自分が元居た世界に戻りたいというのに、理由などいらないだろう。

しかし。煙を吐き出しながら少し考えこむ。

少なくとも俺の予想では魔族は絶対的に劣勢な筈だ。正直、あれから今までの期間があればすでに駆逐されていてもおかしくない。食糧難程度で済んでいる状況がおかしい、というのが俺の私見だ。


「なぁ。あっちじゃどうなんだ? まさかお前ら、人間押し返してるのか?」

機嫌を取り戻していた顔が暗いものへと変わる。


「……そのうち、負けると思う。わかるだろ?」

「……。」

「でもお父さんや仲間たちが戦ってる。一緒に戦うんだ」

「死ぬぞ?」


「多分、そーだな」

「やっぱり馬鹿だろ」

「うるさいなぁ。なぁ、あっちに戻ったらお前も私たちと戦うんだろ?」

「……わからん。少なくともお前みたいな馬鹿ばっかりなら相手じゃないけど」


「そっか。戻ったらさ、仲間の所に戻るまでは見逃してくれよ」

「なんだよそれ」

「戻ってすぐにお前に黒焦げにされたんじゃ、戻る意味ないじゃないか」

「そりゃそうだけど……わかった。まだ先も長そうだけどな」

「そうだなぁ」

再び穏やかな顔で天井を見上げるそれから視線を外し、床を眺めていた。


理由はあるだろうと思っていた。

それが、自殺しに戻る話だとは思わなかったが。


次の煙草に火をつけた。

別にそれを否定するつもりもない。そうしたいならそうすればいい。

目の前のこいつが血反吐を吐いて命を落とすとしても、その為に俺は今日まで生き続けて来た。


だが……気分は悪かった。

別に俺は変な主義など持っていない。しかし目の前でじゃがいもなんぞを頬張っている奴がじきにくたばる、それで気分が良い訳などない。
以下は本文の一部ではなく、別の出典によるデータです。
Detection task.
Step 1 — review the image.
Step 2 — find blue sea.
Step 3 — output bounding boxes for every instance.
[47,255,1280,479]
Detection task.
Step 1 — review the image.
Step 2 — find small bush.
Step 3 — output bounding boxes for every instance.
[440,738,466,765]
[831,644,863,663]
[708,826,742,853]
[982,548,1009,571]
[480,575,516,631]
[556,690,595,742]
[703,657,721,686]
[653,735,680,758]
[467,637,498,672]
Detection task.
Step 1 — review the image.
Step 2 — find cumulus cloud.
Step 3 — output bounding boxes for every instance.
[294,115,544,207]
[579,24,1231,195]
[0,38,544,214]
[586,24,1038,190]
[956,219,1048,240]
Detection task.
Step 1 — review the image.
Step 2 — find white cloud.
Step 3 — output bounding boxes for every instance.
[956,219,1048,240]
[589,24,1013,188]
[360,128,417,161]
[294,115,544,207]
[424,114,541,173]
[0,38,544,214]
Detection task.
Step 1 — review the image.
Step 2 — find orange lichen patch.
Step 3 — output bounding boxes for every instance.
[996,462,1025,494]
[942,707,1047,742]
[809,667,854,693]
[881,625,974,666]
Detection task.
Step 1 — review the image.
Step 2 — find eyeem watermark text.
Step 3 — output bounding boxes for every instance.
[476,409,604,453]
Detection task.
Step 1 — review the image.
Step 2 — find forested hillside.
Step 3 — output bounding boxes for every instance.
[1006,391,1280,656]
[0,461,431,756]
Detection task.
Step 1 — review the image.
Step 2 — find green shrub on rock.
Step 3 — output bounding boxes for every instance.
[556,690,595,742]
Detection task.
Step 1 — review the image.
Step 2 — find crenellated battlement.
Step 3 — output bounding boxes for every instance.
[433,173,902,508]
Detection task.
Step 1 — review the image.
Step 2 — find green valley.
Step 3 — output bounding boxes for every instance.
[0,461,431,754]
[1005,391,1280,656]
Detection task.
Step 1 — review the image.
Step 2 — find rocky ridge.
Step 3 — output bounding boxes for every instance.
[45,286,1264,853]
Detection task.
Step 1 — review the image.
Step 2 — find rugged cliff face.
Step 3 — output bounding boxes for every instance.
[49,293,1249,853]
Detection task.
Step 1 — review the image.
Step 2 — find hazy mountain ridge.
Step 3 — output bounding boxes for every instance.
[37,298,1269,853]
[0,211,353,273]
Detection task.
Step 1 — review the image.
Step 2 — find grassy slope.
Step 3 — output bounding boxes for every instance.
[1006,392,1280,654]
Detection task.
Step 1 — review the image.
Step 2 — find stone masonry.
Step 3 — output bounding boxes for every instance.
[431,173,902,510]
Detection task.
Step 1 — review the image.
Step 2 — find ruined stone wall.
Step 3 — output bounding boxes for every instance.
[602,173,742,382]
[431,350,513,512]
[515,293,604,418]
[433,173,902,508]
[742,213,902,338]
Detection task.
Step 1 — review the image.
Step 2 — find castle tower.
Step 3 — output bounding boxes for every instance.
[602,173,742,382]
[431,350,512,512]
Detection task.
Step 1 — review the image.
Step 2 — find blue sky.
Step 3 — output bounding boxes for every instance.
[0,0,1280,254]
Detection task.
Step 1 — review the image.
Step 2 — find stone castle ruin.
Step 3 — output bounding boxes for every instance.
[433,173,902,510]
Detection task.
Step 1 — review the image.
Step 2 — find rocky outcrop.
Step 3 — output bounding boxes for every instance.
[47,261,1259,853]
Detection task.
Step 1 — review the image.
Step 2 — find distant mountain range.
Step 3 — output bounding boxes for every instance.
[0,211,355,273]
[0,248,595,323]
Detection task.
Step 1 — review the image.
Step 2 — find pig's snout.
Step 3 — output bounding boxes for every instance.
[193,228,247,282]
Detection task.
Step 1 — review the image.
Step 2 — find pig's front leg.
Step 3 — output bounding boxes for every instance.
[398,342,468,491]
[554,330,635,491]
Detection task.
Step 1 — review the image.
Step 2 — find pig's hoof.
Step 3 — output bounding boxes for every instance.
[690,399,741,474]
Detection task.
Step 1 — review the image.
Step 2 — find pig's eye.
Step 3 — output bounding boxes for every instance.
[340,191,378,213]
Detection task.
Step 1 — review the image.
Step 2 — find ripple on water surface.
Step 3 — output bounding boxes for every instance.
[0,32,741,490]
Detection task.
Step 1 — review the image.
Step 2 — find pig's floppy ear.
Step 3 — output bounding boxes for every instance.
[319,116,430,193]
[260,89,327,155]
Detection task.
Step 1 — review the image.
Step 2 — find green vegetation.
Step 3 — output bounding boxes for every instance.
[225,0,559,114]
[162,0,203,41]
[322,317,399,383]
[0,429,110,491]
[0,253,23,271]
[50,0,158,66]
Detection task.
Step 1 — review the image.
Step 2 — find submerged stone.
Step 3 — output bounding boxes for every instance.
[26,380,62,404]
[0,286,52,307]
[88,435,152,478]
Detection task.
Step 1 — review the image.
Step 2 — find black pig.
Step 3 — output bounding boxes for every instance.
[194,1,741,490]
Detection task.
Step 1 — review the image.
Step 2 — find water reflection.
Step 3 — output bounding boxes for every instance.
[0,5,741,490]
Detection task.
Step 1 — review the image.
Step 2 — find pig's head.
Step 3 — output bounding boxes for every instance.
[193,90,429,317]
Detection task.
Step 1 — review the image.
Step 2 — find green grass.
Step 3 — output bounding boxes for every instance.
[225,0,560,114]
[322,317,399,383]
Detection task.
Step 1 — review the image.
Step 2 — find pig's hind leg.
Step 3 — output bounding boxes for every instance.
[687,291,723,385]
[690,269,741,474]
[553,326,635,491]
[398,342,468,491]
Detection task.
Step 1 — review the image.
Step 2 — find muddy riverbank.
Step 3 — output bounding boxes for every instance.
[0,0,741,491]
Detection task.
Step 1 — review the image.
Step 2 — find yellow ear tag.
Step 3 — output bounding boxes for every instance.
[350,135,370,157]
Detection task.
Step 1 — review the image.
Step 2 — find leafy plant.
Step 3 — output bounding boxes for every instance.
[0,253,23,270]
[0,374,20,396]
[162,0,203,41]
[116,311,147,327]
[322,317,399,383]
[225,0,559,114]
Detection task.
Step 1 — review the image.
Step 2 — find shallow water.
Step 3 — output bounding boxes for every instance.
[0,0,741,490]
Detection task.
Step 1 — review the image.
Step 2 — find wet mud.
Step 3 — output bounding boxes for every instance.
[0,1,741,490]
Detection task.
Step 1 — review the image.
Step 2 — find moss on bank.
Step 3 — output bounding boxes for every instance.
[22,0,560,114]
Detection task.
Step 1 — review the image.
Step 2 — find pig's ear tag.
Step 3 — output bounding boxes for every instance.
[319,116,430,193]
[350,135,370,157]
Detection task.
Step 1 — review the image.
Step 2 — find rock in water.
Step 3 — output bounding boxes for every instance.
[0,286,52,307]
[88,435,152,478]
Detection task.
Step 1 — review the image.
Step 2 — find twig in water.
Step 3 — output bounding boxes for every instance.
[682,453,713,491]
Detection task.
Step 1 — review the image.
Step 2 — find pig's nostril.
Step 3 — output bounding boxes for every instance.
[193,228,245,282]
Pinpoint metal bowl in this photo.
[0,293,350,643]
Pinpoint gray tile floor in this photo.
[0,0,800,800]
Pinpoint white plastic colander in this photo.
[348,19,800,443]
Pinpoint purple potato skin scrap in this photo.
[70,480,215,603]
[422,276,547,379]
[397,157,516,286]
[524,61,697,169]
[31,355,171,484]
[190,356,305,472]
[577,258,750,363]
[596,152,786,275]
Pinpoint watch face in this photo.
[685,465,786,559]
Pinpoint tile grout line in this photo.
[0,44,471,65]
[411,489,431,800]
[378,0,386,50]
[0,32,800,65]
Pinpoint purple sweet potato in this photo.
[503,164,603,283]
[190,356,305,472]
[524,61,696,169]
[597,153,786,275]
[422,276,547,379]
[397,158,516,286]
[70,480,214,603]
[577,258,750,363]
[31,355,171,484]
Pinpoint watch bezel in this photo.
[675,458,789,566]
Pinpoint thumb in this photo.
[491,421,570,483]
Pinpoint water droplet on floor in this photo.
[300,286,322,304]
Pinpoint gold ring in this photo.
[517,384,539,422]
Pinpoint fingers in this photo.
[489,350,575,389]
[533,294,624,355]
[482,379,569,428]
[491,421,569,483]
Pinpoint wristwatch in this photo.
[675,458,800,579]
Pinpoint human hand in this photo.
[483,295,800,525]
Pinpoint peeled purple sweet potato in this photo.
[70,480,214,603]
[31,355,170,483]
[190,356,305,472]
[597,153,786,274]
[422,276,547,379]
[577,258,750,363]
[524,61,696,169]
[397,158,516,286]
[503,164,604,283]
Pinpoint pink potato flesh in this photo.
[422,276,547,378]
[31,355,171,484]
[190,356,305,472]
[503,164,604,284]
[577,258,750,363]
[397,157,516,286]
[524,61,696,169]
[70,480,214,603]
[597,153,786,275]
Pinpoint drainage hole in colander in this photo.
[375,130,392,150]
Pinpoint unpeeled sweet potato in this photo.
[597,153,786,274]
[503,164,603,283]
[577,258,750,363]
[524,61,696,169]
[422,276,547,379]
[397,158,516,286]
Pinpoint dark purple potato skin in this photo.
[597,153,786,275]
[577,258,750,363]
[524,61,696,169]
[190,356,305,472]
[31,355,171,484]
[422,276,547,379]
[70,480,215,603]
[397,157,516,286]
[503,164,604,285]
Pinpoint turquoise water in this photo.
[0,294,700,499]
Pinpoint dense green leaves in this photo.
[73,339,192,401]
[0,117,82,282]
大きく煙を吐き出しながら顔を上げた所で、それと目が合ってしまった。


「なんだよー。やめとけ、とかいうのか?」

「……俺はそれでも向こうに戻りたい」

「じゃあ気にするな。ごめん。余計な話して」

「けど。気分は良くないな」


「なんだよ。お前、散々殺してきたんだろ?」

「でなきゃ俺が死んでいたし、俺の大切な人だって死んだかもしれない」

「お前が殺した奴だって――」

「分かってる。俺が殺した奴だって誰かの大切な何かだったかもしれない。けどお前、これから殺す奴と一緒に飯食ったりとかしたか?」


「する訳ないだろ」

「今、してるじゃないかよ」

「ああ。そっか」

「止める気はないけど、気分が悪い。そういう話だ」


「そっか。お前、なんだかいい奴だな」

「いやいや。普通、嫌だろ」

「……そっか」

沈黙が流れる。

憂鬱そうに再び天井を眺めるそれから視線を外した。




形もない煙が薄れ消えてゆく部屋。

腹が満たされたそれは横になり、眠気に負けそうになっている。


「寝ていいぞ。お前が体力戻してくれないと出掛ける訳にもいかない」

「うぅ……わかった。なんだか悪いなー」

そんな事を言いながら、はいはいで俺の寝床……だった筈の布団へと向かうそれ。


「なーあのさー」

「何だよ。……起きたら夕飯だぞ」

「……寝る」

「その心配かよ」

窓から差し込む光はまだ明るく、一日を終えるには早い。

……しかし、こいつが本調子にならない事には何も始まらない。それまでは基本的に大人しくしているべきだろう。


眠りに落ちようとしているそれから目を逸らす。

俺は自分の中での結論に従い、約束通り夕食の鶏肉の準備をちんたらと始めた。